Родольф Тёпфер - Большой Сен-Бернар
Едва турист покинул нас, как в залу вошли двое; как я предположил, это были отец и жених. Они сели за стол и видимо приготовились сытно поужинать. Их аппетит шокировал меня, их спокойствие меня покоробило. Старший из них показался мне чересчур невозмутимым для отца, чья дочь, к тому же больная, провела полчаса в снегу, а что касается жениха, то каждый кусок, который он отправлял себе в рот, возмущал меня как оскорбление, наносимое страждущей красоте. Помню даже, что по примеру туриста я сделал из этого зрелища выводы, весьма неблагоприятные для чувствительности швейцарцев.
Пока я был занят этими умозаключениями, в залу вошел слуга с чайным подносом, а вслед за ним и сама барышня. Это была именно она, ибо отец встал и поцеловал ее в лоб, выразив радость по поводу того, что она гак быстро оправилась, а неотесанный жених, вместо того, чтобы придти в экстаз или в прочувствованных выражениях излить свою любовь и нежность, сказал с самым вульгарным спокойствием, продолжая жевать: «Садись, Луиза, и выпей чаю, пока горячий». Нет, то не было страстное «ты» Сен-Пре, обращенное к Юлии [2]; эта спокойная фамильярность показалась мне кощунственной.
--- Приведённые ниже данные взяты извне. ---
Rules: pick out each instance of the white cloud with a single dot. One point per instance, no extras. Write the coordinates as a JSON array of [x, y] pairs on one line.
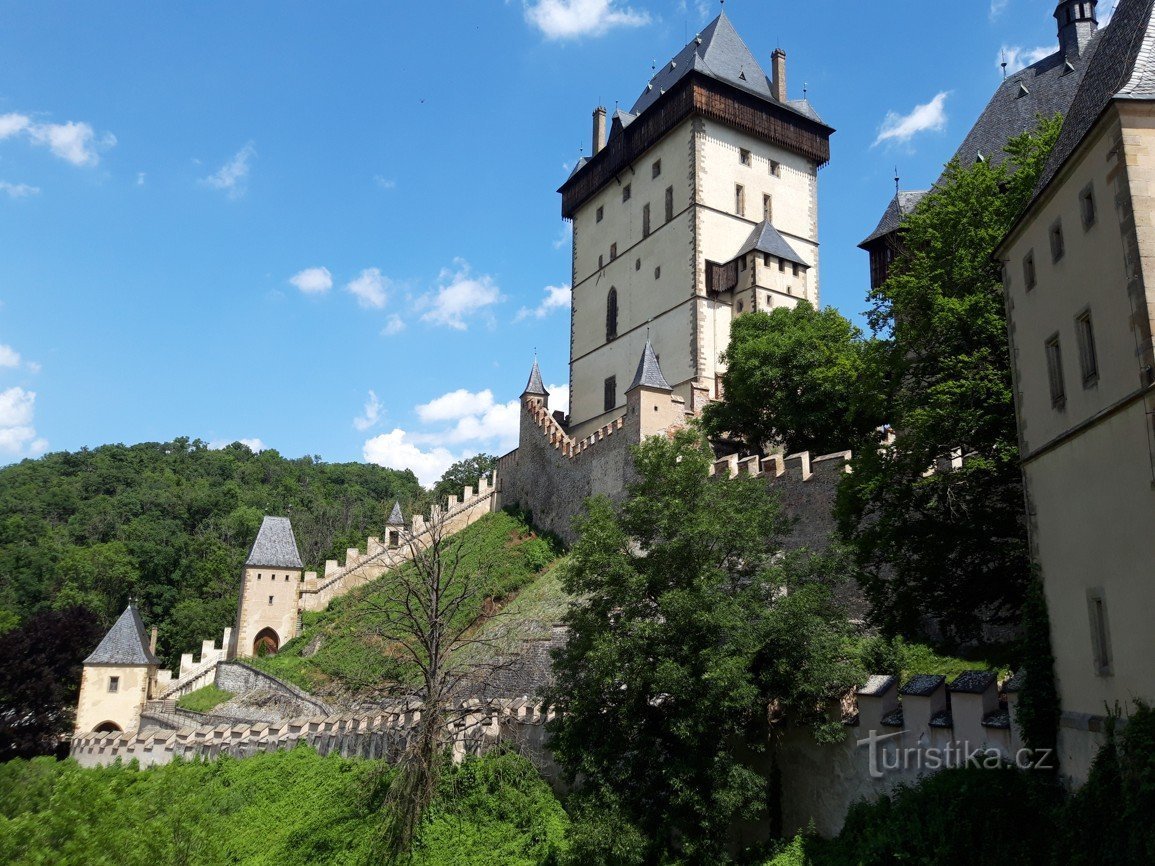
[[930, 117], [393, 326], [574, 19], [73, 141], [312, 281], [557, 297], [232, 177], [1018, 58], [372, 413], [17, 191], [460, 296], [254, 443], [17, 435], [370, 289], [395, 450]]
Барышня действительно была очень хороша собой, а опасность, которой она подверглась, наделяла ее в моих глазах еще большей прелестью. Однако я не видел в ней ни стыдливого смущения невесты в обществе Двух мужчин, ни той трогательной меланхолии, какую ожидаешь от девицы хрупкого здоровья. Но особенно озадачило меня то, что вместо печали и уныния, которые я искал на ее лице, было видно, что ее разбирает смех, едва умеряемый нашим присутствием. Смех ее передался сперва жениху, потом отцу, который, не в силах сдерживаться, обратился к нам: «Простите, господа, наш смех, конечно, кажется вам неуместным, но утерпеть невозможно. Вы уж нас извините».
Тут все трое, уже не стесняясь, залились хохотом, а мы глядели на них с крайним изумлением.
Я счел нужным удалиться, и уже приготовился к этому, сожалея, что принял столь близко к сердцу дела людей, которые были в сущности вполне довольны; но тут отец сказал мне: «Я хочу объяснить вам, сударь, причину нашей веселости, которая должна казаться вам странной. Дело в том, что господин…
– Тот, что сейчас вышел отсюда?
– Он самый. Весьма услужлив, но крайне опасен. Мы видим его впервые, но он вообразил, будто там на снегу нам угрожала гибель от лавины. Самоотверженно и с огромным апломбом он оттолкнул нашего проводника, отхлестал нашего мула и сбросил мою дочь в овраг…»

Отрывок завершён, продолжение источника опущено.